Intervention de Françoise Gatel

Délégation aux Collectivités territoriales et à la décentralisation — Réunion du 6 mai 2021 à 9h30
Audition de Mm. Patrick Gérard directeur de l'école nationale d'administration ena et franck périnet directeur de l'institut national des études territoriales inet

Photo de Françoise GatelFrançoise Gatel, présidente :

Vous avez parlé, Monsieur Gérard, de cette difficulté que nous avons autour de l'égalité. C'est un vrai sujet car nous ne parlons pas tous de la même chose. Nous sentons parfois une musique à bas bruit et nous l'entendons beaucoup plus en ce moment, alors que le projet « 4D » devrait traiter de la différenciation. Subrepticement s'installe l'idée que la différenciation serait source d'inégalité et de compétition entre les territoires. Il est extrêmement important que nous définissions ce dont nous parlons. Il y a une obligation d'égalité de droit et de de liberté, mais pour atteindre cet objectif, il convient de différencier les moyens qui permettent de l'atteindre. Nous savons déjà qu'il existe, en droit français, des dispositions spécifiques pour les collectivités d'outre-mer (COM), pour les communes de montagne, le littoral et même selon la taille des communes.

Par exemple, le nombre de conseillers municipaux et l'obligation de scrutins en liste, qui concerne l'ensemble de nos territoires y compris la métropole, varie selon la taille de la commune. Chacun a reconnu, avec pertinence, qu'il est impossible d'imposer les mêmes contraintes selon la taille de la commune. Nous devons parvenir à apaiser ce débat, que nous avons ici aussi au Sénat. Cette égalité, qui se confond avec l'uniformité de moyens, est comme la norme : une contrainte et un empêchement à l'efficacité de l'action publique. Le législateur a le devoir de partager ce constat, car chaque année la ruralité diffère un peu plus de l'urbain, et il convient à l'État d'assurer un rôle de péréquation.

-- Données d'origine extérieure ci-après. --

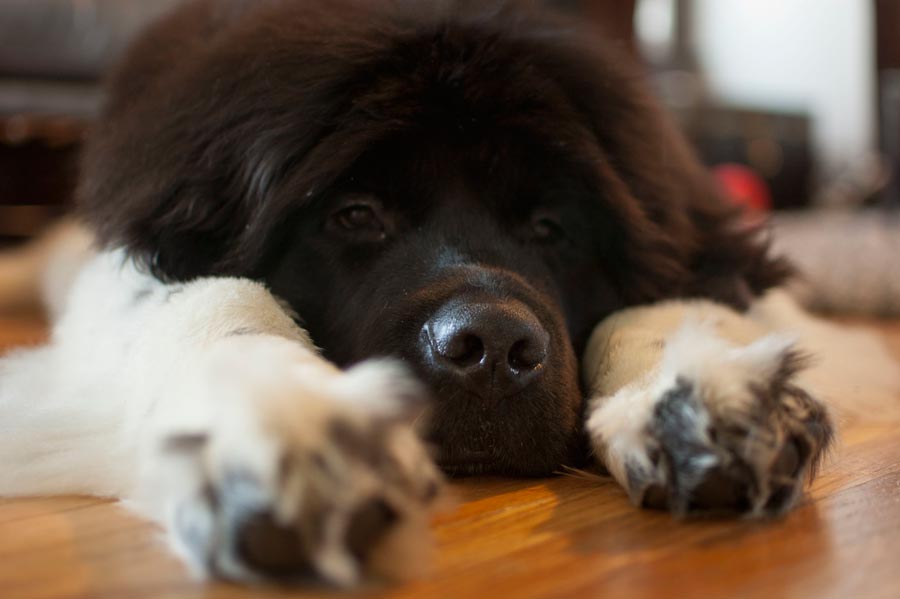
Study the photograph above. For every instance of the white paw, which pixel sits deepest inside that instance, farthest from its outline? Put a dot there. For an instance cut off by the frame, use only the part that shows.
(304, 472)
(718, 427)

Je souhaiterais faire écho à la question de notre collègue Dominique Estrosi Sassone concernant la diversité des profils dans les écoles. Cette particularité existe dans beaucoup de filières, car nous constatons une sorte d'assignation à résidence pour les jeunes, qui n'est pas liée uniquement à leur milieu social et à la culture, mais à une incapacité à sortir de son lieu de résidence et de sa communauté. Il est très difficile pour quelqu'un qui habite en Bretagne centrale ou au coeur du Jura de se projeter dans un univers d'étude en Normandie, parce que cela bouscule son mode de vie. Ce sujet doit nous intéresser.

J'apporterai une conclusion personnelle. À l'ère de la communication et des symboles, il est facile de sortir l'échafaud pour l'ENA en pensant qu'elle serait la cause des maux de la France et surtout de ses fractures territoriales et sociales. Pourtant, je ne le pense pas.

En France, la formation des grands serviteurs de l'État fait émerger des personnes extrêmement intelligentes et prédominer la qualité des personnels. La France dispose également de grands corps d'ingénieurs techniques, dont on parle peu mais qui savent nous expliquer ce que nous, les élus locaux, nous ne pouvons pas comprendre, quand les sujets sont extrêmement techniques. Il est donc important que la France conserve un niveau d'excellence de formation, même s'il doit naturellement évoluer. La crise sanitaire a montré que, face à des situations totalement imprévisibles, une capacité d'adaptation est nécessaire.

Je terminerai par une anecdote. En 2020, lors des élections municipales dans mon département d'Ille-et-Vilaine, une self-made woman était maire d'une commune rurale et également vice-présidente de son intercommunalité. Elle a eu la lourde charge de mettre en place un plan local d'urbanisme intercommunal (PLUI), ce dont elle s'est acquittée d'une manière assez remarquable. Puisqu'elle a mis fin à ses mandats, j'ai pu lui faire part de mon sentiment. Je trouvais intéressant que des élus locaux comme elles puissent aussi aller parfois en mission, non pas à l'ENA ou à l'INET, mais dans des cabinets ministériels.

Chers collègues, en avant-première, nous pouvons vous faire bénéficier de la communication des résultats de la consultation auprès des élus locaux sur nos 50 propositions, qui fera l'objet d'une conférence de presse le 11 mai 2021 à 16 heures.